Tesla facing ‘code red’ but management not focused on Model 3
Tesla Chief Executive Office Elon Musk speaks at his company’s factory in Fremont, California.
Noah Berger | Reuters
Wedbush cut its price target on Tesla shares to $230 from $275 on Monday, citing “major concerns” about the growth plan of Elon Musk’s electric vehicle company, as well as U.S. demand for the key Model 3.
“With a code red situation at Tesla, Musk & Co. are expanding into insurance, robotaxis, and other sci-fi projects/endeavors when the company instead should be laser focused on shoring up core demand for Model 3 and simplifying its business model and expense structure in our opinion with headwinds abound,” Wedbush analyst Daniel Ives said in a note to investors.

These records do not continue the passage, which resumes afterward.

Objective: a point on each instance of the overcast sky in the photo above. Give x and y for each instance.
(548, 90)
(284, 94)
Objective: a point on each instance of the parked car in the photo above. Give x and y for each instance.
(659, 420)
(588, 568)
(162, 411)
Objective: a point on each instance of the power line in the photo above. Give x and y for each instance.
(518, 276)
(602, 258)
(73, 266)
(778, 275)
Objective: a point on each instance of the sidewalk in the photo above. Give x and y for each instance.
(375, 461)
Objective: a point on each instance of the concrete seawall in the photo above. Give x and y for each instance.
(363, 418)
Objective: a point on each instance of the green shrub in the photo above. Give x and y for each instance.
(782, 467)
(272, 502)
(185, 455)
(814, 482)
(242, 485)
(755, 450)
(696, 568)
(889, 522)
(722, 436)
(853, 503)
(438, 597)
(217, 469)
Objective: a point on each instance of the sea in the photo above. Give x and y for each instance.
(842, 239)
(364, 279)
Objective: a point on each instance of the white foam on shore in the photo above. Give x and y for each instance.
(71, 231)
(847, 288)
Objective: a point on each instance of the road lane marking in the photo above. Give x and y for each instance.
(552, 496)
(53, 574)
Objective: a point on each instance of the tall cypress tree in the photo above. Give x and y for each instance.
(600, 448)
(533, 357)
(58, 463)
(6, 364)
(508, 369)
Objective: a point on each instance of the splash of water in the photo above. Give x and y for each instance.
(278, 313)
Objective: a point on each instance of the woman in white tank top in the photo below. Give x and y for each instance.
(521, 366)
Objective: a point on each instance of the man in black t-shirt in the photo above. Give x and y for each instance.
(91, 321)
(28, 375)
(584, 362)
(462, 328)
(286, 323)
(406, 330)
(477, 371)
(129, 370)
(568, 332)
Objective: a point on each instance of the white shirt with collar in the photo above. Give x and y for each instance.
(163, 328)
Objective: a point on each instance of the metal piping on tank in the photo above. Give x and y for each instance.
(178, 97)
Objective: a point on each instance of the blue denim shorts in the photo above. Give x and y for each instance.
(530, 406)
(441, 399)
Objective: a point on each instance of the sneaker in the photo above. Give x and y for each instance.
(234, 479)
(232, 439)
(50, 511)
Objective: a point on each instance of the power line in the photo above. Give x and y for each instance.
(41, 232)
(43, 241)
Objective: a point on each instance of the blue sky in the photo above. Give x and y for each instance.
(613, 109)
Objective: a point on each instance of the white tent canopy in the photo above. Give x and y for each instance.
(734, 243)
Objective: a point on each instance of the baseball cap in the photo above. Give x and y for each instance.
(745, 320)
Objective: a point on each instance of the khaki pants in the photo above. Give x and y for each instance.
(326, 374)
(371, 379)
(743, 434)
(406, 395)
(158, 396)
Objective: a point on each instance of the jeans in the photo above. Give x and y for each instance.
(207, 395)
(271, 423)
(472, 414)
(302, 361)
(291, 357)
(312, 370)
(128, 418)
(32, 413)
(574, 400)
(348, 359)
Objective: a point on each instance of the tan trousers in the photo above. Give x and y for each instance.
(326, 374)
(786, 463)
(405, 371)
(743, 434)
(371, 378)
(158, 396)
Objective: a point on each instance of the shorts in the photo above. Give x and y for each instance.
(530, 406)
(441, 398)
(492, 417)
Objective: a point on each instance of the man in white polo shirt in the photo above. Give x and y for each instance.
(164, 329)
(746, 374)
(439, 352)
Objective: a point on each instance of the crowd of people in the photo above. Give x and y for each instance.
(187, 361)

Ives said Wedbush believes Tesla reaching its end-of-the-year production forecast is “going to be a Herculean task.” The company forecast it will produce between 360,000 to 400,000 vehicles by the end of the year. Wedbush estimates a “best case scenario” of 360,000 to 370,000 vehicles, although between 340,000 to 355,000 is the more “likely path given the current tea leaves in the field around demand,” Ives said.
“Tesla is facing a quagmire as the company is in the midst of building out its next flagship factory in Shanghai with Giga 3, in the early stages of tooling/blueprinting its next Model Y for production slated for 2020, and ramping production of its mid-range and base Model 3 in the US, all while facing a growing cash crunch and high expense structure issue,” Ives added.
Tesla shares fell 4.2% in premarket trading from Friday’s close of $211.03 a share. Wedbush has a neutral rating on the stock.